In 2006, Lovefoxxx was voted No. 10 in NME's Cool List. In 2007, Lovefoxxx was voted No. 3, behind her fiancé's bandmate Jamie Reynolds, who came in second, and winner Frank Carter of Gallows.

Lovefoxxx lived in Garopaba, a beach town on the southern coast of Santa Catarina, where she built an ecohouse by hand.

===Relationship with Simon Taylor-Davis===
Lovefoxxx previously dated Simon Taylor-Davis of Klaxons; according to an interview with ELLE UK they started their relationship on the second day of the NME Indie Rave tour, where their bands were billed together. Taylor-Davis had said he first saw Lovefoxxx in a CSS video on television and sent her a "flirty Myspace message" before they had met. In June 2007, during the Cansei de Ser Sexy tour of North America, Lovefoxxx had Taylor-Davis' name tattooed on her right hip.
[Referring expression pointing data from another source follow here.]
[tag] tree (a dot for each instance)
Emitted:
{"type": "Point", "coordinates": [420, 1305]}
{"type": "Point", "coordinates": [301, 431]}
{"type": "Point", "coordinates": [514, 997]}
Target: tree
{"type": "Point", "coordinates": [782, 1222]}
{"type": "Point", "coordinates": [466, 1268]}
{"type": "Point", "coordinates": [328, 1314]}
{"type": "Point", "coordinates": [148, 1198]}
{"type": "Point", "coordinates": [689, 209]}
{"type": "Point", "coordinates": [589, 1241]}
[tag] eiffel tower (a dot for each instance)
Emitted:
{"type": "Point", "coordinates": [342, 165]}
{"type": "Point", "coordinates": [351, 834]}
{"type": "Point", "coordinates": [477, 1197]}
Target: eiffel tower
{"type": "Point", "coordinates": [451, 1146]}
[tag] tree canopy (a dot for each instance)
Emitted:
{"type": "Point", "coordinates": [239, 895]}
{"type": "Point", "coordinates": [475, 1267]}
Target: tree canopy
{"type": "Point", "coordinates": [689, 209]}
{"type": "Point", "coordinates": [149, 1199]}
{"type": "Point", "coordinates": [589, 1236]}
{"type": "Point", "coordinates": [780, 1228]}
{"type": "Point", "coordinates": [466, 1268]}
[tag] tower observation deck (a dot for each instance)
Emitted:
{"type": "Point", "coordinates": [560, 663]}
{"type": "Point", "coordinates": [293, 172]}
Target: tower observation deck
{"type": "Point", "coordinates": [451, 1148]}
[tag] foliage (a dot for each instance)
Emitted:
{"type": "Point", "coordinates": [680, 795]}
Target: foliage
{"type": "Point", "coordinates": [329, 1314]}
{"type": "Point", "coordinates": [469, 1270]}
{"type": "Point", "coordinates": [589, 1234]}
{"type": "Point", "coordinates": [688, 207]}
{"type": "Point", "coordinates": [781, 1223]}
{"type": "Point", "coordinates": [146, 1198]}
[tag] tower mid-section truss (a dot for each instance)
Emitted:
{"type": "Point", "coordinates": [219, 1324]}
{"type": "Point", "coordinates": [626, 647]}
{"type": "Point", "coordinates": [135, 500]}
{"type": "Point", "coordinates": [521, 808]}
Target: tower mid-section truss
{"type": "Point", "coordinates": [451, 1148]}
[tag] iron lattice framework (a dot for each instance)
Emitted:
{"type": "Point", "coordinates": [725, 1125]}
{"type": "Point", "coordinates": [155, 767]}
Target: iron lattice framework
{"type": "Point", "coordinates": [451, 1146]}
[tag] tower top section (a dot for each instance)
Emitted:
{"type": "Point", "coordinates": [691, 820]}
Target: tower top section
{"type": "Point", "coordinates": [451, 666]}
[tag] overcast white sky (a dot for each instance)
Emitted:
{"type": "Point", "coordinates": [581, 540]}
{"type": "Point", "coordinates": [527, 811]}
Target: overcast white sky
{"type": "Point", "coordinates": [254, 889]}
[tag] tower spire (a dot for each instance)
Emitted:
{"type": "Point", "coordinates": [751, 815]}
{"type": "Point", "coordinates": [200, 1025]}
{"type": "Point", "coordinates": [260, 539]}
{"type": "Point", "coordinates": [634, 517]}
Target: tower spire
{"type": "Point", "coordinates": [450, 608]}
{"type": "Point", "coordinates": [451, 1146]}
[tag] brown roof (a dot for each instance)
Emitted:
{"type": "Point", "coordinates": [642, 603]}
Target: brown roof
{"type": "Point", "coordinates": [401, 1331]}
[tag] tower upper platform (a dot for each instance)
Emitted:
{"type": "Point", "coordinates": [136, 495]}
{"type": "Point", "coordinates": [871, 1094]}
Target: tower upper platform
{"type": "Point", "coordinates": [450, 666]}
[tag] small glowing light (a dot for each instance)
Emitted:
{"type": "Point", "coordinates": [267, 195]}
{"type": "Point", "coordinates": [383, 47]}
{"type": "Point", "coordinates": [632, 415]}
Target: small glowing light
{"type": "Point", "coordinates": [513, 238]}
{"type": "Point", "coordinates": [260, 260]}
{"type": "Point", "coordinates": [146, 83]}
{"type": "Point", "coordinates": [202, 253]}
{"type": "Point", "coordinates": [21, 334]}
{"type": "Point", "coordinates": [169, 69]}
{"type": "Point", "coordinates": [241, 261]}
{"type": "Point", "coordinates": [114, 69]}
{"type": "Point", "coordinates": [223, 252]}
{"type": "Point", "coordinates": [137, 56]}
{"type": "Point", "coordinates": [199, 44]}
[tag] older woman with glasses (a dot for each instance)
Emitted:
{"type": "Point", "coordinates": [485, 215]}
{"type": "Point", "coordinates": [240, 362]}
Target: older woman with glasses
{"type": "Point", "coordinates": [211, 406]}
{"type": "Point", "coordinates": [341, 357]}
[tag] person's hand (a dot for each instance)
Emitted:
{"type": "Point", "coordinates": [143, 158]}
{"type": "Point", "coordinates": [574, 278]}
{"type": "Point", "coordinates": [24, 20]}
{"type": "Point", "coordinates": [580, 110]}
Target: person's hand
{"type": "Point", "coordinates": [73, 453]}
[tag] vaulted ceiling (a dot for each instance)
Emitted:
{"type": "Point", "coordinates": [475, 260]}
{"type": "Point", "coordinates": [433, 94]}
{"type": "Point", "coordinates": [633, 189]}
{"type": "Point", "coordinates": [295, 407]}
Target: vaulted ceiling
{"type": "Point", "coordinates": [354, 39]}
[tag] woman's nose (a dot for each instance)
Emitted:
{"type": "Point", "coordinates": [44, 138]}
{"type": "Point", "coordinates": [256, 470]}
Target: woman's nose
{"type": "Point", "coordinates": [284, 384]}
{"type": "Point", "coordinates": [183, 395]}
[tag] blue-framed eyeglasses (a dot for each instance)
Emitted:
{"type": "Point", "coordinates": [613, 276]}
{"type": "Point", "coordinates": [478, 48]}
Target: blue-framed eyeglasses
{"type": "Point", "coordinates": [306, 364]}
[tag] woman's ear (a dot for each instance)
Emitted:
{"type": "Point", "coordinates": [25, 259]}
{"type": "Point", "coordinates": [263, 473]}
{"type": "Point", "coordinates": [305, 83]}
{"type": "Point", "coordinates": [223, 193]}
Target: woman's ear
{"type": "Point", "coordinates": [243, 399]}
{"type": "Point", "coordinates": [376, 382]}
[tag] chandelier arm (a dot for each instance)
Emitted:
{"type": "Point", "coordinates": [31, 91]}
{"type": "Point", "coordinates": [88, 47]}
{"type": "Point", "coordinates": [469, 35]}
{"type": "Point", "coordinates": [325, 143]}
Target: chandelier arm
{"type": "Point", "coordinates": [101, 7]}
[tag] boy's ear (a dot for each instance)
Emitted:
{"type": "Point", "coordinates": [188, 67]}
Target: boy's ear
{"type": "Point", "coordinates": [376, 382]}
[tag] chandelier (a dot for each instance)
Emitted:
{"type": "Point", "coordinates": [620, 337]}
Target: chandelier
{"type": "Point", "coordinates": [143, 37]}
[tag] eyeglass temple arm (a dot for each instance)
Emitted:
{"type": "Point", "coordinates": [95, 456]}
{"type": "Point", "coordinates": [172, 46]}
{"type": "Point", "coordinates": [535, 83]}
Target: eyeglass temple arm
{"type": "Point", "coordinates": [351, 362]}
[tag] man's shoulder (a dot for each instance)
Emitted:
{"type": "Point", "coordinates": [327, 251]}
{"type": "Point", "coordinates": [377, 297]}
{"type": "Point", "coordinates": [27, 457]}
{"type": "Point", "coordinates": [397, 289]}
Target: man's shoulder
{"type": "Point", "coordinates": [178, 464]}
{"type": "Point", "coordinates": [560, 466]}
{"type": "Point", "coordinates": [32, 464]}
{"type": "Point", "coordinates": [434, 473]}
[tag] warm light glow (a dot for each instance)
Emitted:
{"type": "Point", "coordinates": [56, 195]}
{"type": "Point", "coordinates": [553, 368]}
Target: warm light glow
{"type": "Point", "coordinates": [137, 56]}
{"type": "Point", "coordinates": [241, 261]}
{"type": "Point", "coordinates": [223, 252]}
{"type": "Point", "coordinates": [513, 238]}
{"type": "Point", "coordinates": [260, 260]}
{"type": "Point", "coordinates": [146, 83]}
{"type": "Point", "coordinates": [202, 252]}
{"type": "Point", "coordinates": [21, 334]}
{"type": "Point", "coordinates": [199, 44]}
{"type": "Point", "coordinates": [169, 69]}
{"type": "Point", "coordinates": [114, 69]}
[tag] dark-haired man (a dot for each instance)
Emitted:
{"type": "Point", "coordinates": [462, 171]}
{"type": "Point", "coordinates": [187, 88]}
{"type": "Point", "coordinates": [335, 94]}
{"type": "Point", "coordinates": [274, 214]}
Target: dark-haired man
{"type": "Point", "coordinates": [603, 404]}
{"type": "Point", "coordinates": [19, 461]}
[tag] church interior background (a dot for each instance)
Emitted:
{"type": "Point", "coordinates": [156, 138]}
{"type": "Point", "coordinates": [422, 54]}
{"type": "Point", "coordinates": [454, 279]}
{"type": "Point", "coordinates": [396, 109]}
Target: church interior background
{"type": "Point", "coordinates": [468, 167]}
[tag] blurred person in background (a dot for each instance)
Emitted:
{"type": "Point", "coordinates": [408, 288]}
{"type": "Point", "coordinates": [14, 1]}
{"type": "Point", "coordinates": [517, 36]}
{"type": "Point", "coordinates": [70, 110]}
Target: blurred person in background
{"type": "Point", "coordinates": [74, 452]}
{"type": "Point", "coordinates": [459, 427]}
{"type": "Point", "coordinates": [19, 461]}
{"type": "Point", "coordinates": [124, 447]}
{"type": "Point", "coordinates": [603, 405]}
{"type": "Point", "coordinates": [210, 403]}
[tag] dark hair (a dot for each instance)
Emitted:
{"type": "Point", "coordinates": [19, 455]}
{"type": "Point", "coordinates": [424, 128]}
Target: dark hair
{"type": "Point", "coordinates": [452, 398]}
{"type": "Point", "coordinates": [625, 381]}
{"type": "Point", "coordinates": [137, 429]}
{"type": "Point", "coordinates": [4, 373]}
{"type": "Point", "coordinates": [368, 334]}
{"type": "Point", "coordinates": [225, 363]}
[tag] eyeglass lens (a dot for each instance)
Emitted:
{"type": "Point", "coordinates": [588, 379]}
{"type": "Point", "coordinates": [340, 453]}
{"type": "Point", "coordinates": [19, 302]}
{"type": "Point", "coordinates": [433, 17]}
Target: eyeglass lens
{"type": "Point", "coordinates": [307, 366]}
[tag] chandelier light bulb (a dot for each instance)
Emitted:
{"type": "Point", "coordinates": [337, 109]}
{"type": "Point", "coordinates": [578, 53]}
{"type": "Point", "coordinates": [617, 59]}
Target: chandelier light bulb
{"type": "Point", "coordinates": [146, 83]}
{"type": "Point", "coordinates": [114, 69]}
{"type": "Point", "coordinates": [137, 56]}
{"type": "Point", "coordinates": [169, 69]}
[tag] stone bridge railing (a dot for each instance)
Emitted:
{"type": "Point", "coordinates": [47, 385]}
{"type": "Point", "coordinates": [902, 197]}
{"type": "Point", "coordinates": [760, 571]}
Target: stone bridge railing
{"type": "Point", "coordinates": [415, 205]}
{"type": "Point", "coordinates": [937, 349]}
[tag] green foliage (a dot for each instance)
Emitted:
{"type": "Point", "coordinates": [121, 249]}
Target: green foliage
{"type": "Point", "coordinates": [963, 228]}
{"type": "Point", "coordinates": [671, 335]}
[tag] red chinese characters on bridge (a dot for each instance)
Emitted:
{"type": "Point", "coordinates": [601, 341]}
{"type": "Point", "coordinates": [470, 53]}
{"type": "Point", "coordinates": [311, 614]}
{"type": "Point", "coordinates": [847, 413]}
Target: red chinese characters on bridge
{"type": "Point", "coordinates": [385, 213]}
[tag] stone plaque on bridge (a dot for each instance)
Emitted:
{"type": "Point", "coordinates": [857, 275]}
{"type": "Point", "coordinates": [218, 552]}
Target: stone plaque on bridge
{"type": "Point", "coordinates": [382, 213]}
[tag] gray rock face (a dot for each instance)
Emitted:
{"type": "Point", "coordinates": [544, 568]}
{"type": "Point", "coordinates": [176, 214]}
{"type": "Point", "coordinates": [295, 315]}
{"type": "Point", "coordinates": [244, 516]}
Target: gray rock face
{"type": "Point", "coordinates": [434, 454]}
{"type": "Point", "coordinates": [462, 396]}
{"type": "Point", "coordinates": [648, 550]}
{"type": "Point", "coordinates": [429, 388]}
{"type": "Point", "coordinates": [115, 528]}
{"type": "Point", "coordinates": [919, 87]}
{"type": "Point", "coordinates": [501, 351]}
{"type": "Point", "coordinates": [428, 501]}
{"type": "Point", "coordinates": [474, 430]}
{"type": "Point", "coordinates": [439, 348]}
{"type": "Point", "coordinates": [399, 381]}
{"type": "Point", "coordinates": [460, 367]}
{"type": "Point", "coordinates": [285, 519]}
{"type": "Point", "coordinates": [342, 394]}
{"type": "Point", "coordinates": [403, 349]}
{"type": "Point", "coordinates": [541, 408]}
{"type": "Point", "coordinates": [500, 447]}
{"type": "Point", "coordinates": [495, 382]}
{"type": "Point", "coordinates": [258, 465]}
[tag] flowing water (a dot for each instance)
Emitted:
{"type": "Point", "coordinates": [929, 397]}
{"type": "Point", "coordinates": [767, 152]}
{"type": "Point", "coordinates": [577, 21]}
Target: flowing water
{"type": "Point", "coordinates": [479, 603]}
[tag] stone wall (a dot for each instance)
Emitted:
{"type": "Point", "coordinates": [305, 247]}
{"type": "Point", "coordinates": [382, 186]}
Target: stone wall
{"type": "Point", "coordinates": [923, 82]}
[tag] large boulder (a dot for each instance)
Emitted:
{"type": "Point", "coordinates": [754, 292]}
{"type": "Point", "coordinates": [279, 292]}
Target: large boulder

On 21 September 2007, it was revealed that the two were engaged, and Lovefoxxx later said that they would be married in the winter of that year. There was no news of an official wedding and Taylor-Davis stated they had no definite plans though they had married "in cyberspace" through Skype. In late 2010, during promotion for Klaxons' second album, it was confirmed that the two had broken up, with Taylor-Davis saying that a major change for the band was "as individuals we are all single now, whereas before we were very heavily attached in various relationships".